Dünne Luft für Oppositionelle
20. Februar 2015Nun sitzt auch der wichtigste Vertreter der venezolanischen Opposition, der Bürgermeister von Caracas Antonio Ledezma, in Haft. Beamte des nationalen Geheimdienstes nahmen ihn in seiner Wohnung fest. Nach Aussagen von Ledezmas Ehefrau sollen sie ihn dabei geschlagen haben. Eine venezolanische Nachrichtenseite verbreitete Fotos von zerschlagenem Glas sowie Aufnahmen einer Überwachungskamera, die die Festnahme zeigen sollen, im sozialen Netzwerk Twitter.
Staatschef Nicolás Maduro warf Ledezma in einer Fernsehansprache vor, an einem Putschversuch beteiligt gewesen zu sein. Der Bürgermeister hatte vor wenigen Tagen eine Resolution unterschrieben, in der eine nationale Übereinkunft über eine Übergangsregierung gefordert wird. Auch andere führende Oppositionelle hatten das Dokument unterzeichnet.
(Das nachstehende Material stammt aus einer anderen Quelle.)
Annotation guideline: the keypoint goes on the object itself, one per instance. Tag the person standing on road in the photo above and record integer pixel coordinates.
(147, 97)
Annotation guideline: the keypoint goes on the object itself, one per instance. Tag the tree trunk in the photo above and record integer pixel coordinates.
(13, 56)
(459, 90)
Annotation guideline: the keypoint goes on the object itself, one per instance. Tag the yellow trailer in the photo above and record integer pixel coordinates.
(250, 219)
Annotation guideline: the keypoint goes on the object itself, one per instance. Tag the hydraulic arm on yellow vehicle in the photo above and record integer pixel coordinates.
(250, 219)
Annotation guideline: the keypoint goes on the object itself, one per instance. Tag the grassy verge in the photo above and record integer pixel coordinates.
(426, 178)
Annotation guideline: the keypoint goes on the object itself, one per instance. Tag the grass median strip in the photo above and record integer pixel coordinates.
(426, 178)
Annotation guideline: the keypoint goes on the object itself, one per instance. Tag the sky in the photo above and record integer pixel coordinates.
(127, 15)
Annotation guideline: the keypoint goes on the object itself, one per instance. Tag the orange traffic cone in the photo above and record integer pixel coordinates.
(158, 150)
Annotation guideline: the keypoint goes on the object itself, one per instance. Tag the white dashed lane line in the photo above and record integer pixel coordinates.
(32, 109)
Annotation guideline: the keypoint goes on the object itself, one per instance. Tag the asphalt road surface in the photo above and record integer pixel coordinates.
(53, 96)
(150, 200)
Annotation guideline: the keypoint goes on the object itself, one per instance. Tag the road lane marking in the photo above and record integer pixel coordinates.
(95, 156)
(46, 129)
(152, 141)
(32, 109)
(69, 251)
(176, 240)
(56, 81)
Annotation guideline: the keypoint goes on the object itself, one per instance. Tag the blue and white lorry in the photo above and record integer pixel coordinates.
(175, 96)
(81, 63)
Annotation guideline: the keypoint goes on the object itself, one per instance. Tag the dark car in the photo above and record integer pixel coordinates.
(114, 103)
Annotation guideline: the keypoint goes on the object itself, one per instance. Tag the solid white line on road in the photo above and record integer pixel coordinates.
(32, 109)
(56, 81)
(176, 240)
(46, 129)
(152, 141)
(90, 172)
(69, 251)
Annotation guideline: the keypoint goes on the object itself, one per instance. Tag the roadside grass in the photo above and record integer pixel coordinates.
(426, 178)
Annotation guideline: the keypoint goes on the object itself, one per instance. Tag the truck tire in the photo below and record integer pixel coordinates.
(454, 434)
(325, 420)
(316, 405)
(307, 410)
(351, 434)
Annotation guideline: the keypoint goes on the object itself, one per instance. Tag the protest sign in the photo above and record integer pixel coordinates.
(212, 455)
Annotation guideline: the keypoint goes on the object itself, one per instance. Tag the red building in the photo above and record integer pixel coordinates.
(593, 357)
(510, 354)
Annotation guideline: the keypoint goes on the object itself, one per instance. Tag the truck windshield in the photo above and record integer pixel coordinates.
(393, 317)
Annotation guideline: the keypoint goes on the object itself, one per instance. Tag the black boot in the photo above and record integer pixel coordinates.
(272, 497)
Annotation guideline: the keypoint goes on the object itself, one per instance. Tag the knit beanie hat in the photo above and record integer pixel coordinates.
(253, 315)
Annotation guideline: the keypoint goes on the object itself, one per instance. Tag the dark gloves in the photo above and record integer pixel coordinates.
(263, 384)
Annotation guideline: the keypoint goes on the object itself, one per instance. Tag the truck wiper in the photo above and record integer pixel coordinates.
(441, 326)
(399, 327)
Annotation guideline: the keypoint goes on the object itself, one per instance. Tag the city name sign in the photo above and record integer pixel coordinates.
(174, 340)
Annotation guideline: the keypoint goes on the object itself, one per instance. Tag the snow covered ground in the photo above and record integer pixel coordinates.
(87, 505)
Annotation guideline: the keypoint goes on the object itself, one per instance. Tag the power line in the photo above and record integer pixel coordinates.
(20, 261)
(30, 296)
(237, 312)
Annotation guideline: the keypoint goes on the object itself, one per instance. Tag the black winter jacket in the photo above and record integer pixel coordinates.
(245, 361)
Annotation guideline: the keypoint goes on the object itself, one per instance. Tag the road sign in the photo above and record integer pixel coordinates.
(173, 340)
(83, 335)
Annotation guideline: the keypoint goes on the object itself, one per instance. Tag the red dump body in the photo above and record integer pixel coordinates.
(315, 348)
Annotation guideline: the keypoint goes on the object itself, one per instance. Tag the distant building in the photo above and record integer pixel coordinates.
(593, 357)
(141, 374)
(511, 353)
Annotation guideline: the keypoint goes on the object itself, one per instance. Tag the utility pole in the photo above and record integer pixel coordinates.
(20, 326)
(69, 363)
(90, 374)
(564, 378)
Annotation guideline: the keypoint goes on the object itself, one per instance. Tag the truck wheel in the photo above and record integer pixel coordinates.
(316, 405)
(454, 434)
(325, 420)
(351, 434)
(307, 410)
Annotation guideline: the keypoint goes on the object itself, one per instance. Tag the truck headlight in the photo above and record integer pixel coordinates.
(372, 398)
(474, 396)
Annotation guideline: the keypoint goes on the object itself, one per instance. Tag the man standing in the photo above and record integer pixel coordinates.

Ob die Festnahme Ledezmas legal war, ist für Außenstehende schwierig einzuschätzen, sagt Wolfgang Muno, Professor für internationale Politik an der Zeppelin Universität in Friedrichshafen: "Die Putschvorwürfe seitens Maduro könnten erfunden sein, es ist aber auch nicht auszuschließen, dass es eine Verschwörung gab."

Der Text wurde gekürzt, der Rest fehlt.